For the technical application of these effects in electronic components, liquid crystalline dielectrics are required which must fulfill a large number of requirements. Chemical resistance to moisture, air and physical influences, such as heat, and electric fields is of particular importance. Industrially usable liquid crystalline dielectrics are also required to have a liquid crystalline mesophase in the temperature range from at least +10.degree. C. to +50.degree. C., preferably from 0.degree. to 60.degree. C., and the lowest possible viscosity at room temperature, which preferably should not exceed 70.times.10.sup.-3 Pa.s. Finally, they must not have any characteristic absorption in the visible spectrum, i.e., they must be colorless.
A number of liquid crystalline compounds has already been disclosed. These fulfill the stability demands made for dielectrics intended for electronic components, and are also colorless. They include, in particular, the p,p'-disubstituted phenyl benzoates described in German Offenlegungsschrift No. 2,139,628 and the p,p'-disubstituted phenylcyclohexane derivatives described in German Offenlegungsschrift No. 2,636,684. In the two classes of compounds mentioned, and also in other known series of compounds having a liquid crystalline mesophase, there are no individual compounds which form a liquid crystalline nematic mesophase in the required temperature range from 10.degree. C. to 60.degree. C. Therefore, as a rule, mixtures of two or more compounds are prepared in order to obtain substances which can be used as liquid crystalline dielectrics.
For this purpose, a compound having a low melting point and clear point is usually mixed with another compound having a markedly higher melting point and clear point. This normally gives a mixture, the melting point of which is below that of the lower-melting component, while the clear point is between the clear points of the components. It is, however, not easy to prepare optimum dielectrics in this way, since the components having the high melting points and clear points frequently also impart a high viscosity to the mixtures. As a result, the switching times of the electro-optical display elements produced with these mixtures are undesirably extended.

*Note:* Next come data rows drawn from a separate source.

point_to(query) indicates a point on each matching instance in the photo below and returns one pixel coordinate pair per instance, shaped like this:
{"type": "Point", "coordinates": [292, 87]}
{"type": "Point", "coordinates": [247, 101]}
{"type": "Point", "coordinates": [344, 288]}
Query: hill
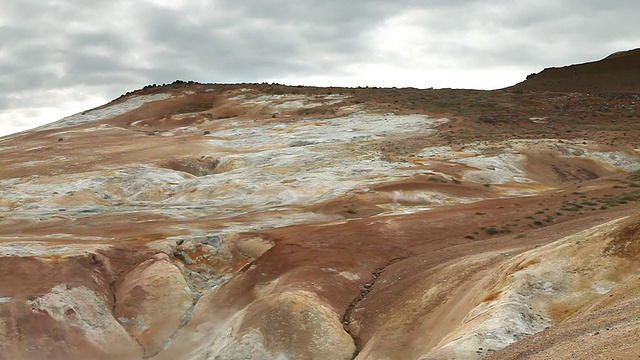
{"type": "Point", "coordinates": [617, 73]}
{"type": "Point", "coordinates": [255, 221]}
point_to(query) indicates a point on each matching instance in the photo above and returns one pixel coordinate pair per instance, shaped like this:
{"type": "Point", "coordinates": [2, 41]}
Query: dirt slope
{"type": "Point", "coordinates": [199, 221]}
{"type": "Point", "coordinates": [617, 73]}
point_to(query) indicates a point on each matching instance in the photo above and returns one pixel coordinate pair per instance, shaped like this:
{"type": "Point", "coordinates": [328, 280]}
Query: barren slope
{"type": "Point", "coordinates": [198, 221]}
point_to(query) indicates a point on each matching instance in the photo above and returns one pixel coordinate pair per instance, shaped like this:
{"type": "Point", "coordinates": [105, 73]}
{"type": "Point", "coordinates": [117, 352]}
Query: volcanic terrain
{"type": "Point", "coordinates": [262, 221]}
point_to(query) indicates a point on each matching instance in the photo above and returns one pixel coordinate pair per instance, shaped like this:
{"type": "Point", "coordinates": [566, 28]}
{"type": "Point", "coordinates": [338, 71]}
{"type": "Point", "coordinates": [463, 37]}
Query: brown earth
{"type": "Point", "coordinates": [254, 221]}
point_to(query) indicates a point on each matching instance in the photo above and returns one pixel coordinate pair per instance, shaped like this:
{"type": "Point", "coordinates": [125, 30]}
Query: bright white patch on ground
{"type": "Point", "coordinates": [106, 112]}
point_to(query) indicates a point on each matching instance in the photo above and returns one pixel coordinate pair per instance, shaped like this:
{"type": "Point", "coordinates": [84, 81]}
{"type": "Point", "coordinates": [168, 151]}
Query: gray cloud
{"type": "Point", "coordinates": [58, 56]}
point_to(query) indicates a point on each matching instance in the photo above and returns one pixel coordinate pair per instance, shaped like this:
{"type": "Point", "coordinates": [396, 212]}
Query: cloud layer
{"type": "Point", "coordinates": [58, 57]}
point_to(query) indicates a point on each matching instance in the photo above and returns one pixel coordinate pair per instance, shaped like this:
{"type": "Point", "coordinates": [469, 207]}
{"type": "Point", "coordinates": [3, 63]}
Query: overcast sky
{"type": "Point", "coordinates": [59, 57]}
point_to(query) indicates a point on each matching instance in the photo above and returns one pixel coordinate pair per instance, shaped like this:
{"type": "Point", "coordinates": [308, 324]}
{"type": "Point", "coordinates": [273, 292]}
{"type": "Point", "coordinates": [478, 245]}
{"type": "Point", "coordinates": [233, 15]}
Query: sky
{"type": "Point", "coordinates": [60, 57]}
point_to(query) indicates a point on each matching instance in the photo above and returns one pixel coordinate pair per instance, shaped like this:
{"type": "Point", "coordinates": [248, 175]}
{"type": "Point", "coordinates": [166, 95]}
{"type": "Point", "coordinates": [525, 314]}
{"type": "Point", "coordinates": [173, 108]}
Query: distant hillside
{"type": "Point", "coordinates": [617, 73]}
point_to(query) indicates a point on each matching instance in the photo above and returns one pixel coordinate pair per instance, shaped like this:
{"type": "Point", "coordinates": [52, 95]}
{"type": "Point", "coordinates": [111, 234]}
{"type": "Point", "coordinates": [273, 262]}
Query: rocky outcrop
{"type": "Point", "coordinates": [152, 301]}
{"type": "Point", "coordinates": [267, 222]}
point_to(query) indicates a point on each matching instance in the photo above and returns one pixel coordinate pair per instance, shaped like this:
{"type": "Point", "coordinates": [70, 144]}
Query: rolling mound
{"type": "Point", "coordinates": [256, 221]}
{"type": "Point", "coordinates": [617, 73]}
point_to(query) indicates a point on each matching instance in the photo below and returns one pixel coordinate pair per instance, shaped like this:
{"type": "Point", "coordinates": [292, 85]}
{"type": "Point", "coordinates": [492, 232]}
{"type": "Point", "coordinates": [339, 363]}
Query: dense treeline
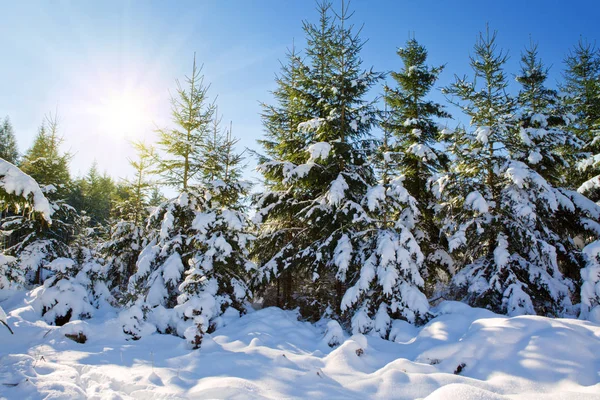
{"type": "Point", "coordinates": [370, 210]}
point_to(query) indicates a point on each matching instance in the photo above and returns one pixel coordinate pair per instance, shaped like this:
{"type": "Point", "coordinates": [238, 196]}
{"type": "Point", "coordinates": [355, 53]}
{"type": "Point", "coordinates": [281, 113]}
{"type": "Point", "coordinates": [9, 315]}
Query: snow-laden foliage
{"type": "Point", "coordinates": [413, 150]}
{"type": "Point", "coordinates": [15, 182]}
{"type": "Point", "coordinates": [312, 212]}
{"type": "Point", "coordinates": [194, 266]}
{"type": "Point", "coordinates": [582, 100]}
{"type": "Point", "coordinates": [512, 230]}
{"type": "Point", "coordinates": [72, 292]}
{"type": "Point", "coordinates": [590, 289]}
{"type": "Point", "coordinates": [10, 274]}
{"type": "Point", "coordinates": [121, 252]}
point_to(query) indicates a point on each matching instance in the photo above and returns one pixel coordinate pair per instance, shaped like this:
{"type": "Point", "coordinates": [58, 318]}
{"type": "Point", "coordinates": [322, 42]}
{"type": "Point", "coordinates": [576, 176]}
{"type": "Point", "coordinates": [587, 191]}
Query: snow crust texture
{"type": "Point", "coordinates": [269, 354]}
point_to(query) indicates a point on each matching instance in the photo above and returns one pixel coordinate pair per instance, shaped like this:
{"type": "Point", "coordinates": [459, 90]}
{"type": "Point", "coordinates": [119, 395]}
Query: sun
{"type": "Point", "coordinates": [123, 114]}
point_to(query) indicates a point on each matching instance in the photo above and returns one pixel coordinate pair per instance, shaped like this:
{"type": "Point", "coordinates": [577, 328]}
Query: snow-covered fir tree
{"type": "Point", "coordinates": [193, 266]}
{"type": "Point", "coordinates": [283, 143]}
{"type": "Point", "coordinates": [126, 234]}
{"type": "Point", "coordinates": [545, 142]}
{"type": "Point", "coordinates": [360, 270]}
{"type": "Point", "coordinates": [500, 213]}
{"type": "Point", "coordinates": [412, 120]}
{"type": "Point", "coordinates": [19, 194]}
{"type": "Point", "coordinates": [8, 142]}
{"type": "Point", "coordinates": [33, 241]}
{"type": "Point", "coordinates": [581, 90]}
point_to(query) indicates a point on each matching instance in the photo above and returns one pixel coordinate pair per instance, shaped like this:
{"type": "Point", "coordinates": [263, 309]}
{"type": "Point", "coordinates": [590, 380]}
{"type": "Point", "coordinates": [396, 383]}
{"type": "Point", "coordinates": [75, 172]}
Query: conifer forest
{"type": "Point", "coordinates": [384, 237]}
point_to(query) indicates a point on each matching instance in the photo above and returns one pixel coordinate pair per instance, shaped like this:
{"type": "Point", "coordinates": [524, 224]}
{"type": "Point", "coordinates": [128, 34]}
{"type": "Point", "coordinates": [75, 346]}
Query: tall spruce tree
{"type": "Point", "coordinates": [582, 97]}
{"type": "Point", "coordinates": [328, 188]}
{"type": "Point", "coordinates": [411, 118]}
{"type": "Point", "coordinates": [545, 142]}
{"type": "Point", "coordinates": [191, 270]}
{"type": "Point", "coordinates": [33, 241]}
{"type": "Point", "coordinates": [283, 143]}
{"type": "Point", "coordinates": [8, 143]}
{"type": "Point", "coordinates": [127, 231]}
{"type": "Point", "coordinates": [499, 210]}
{"type": "Point", "coordinates": [180, 160]}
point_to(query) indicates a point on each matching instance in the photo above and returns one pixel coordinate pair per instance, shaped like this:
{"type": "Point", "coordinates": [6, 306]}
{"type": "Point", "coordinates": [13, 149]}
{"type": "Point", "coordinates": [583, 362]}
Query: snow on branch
{"type": "Point", "coordinates": [14, 181]}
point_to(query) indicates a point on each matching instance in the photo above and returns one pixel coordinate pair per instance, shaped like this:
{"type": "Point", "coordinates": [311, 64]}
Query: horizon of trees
{"type": "Point", "coordinates": [360, 228]}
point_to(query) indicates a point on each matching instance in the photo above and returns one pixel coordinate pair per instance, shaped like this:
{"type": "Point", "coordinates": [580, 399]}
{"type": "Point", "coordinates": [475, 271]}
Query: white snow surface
{"type": "Point", "coordinates": [14, 181]}
{"type": "Point", "coordinates": [269, 354]}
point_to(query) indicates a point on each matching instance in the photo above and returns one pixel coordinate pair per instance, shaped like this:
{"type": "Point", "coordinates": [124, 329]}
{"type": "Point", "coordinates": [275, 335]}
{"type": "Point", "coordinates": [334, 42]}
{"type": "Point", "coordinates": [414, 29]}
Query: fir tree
{"type": "Point", "coordinates": [127, 230]}
{"type": "Point", "coordinates": [182, 147]}
{"type": "Point", "coordinates": [500, 212]}
{"type": "Point", "coordinates": [329, 188]}
{"type": "Point", "coordinates": [193, 266]}
{"type": "Point", "coordinates": [8, 142]}
{"type": "Point", "coordinates": [582, 97]}
{"type": "Point", "coordinates": [34, 242]}
{"type": "Point", "coordinates": [410, 117]}
{"type": "Point", "coordinates": [545, 142]}
{"type": "Point", "coordinates": [283, 143]}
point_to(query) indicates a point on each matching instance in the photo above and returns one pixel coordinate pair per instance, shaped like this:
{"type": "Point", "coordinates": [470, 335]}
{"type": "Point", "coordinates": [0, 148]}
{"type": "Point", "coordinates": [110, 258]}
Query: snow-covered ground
{"type": "Point", "coordinates": [269, 354]}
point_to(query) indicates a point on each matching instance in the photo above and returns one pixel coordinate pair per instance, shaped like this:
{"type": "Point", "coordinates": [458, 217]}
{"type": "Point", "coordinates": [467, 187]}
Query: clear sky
{"type": "Point", "coordinates": [108, 66]}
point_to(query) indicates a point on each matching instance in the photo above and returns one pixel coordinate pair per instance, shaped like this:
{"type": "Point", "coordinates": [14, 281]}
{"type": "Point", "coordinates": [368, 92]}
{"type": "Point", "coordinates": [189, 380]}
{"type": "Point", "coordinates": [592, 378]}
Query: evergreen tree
{"type": "Point", "coordinates": [582, 90]}
{"type": "Point", "coordinates": [181, 161]}
{"type": "Point", "coordinates": [156, 198]}
{"type": "Point", "coordinates": [45, 162]}
{"type": "Point", "coordinates": [410, 118]}
{"type": "Point", "coordinates": [34, 242]}
{"type": "Point", "coordinates": [8, 142]}
{"type": "Point", "coordinates": [545, 142]}
{"type": "Point", "coordinates": [331, 190]}
{"type": "Point", "coordinates": [191, 270]}
{"type": "Point", "coordinates": [500, 212]}
{"type": "Point", "coordinates": [93, 195]}
{"type": "Point", "coordinates": [219, 269]}
{"type": "Point", "coordinates": [283, 143]}
{"type": "Point", "coordinates": [19, 195]}
{"type": "Point", "coordinates": [126, 234]}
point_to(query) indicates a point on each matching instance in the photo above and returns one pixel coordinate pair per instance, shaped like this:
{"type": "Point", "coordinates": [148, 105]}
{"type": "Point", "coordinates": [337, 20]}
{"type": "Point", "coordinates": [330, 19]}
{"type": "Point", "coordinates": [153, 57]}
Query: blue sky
{"type": "Point", "coordinates": [78, 57]}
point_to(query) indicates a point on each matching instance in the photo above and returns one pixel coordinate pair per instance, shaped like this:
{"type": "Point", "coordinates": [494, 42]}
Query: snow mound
{"type": "Point", "coordinates": [463, 353]}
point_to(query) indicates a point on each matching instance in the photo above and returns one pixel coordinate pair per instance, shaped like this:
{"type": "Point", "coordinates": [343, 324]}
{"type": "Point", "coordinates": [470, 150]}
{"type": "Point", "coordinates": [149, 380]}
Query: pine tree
{"type": "Point", "coordinates": [283, 143]}
{"type": "Point", "coordinates": [410, 117]}
{"type": "Point", "coordinates": [182, 159]}
{"type": "Point", "coordinates": [19, 195]}
{"type": "Point", "coordinates": [45, 163]}
{"type": "Point", "coordinates": [93, 194]}
{"type": "Point", "coordinates": [500, 212]}
{"type": "Point", "coordinates": [582, 90]}
{"type": "Point", "coordinates": [215, 283]}
{"type": "Point", "coordinates": [331, 190]}
{"type": "Point", "coordinates": [8, 143]}
{"type": "Point", "coordinates": [545, 142]}
{"type": "Point", "coordinates": [34, 242]}
{"type": "Point", "coordinates": [191, 270]}
{"type": "Point", "coordinates": [126, 234]}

Among the known base material for liquid crystalline dielectrics, the mentioned p,p'-disubstituted phenylcyclohexanes are distinguished by a particularly low viscosity. As is known, the cyclohexane ring in compounds of this type can be present either in the cis-configuration or in the trans-configuration; however, liquid crystalline properties have only been found for the compounds having the trans-configuration. In the conventional syntheses of liquid-crystalline compounds having this structure, an isomerization reaction and/or an isomer separation, which is sometimes associated with considerable loss of substances, is therefore generally necessary. As a result, the manufacture of the phenylcyclohexanes becomes expensive.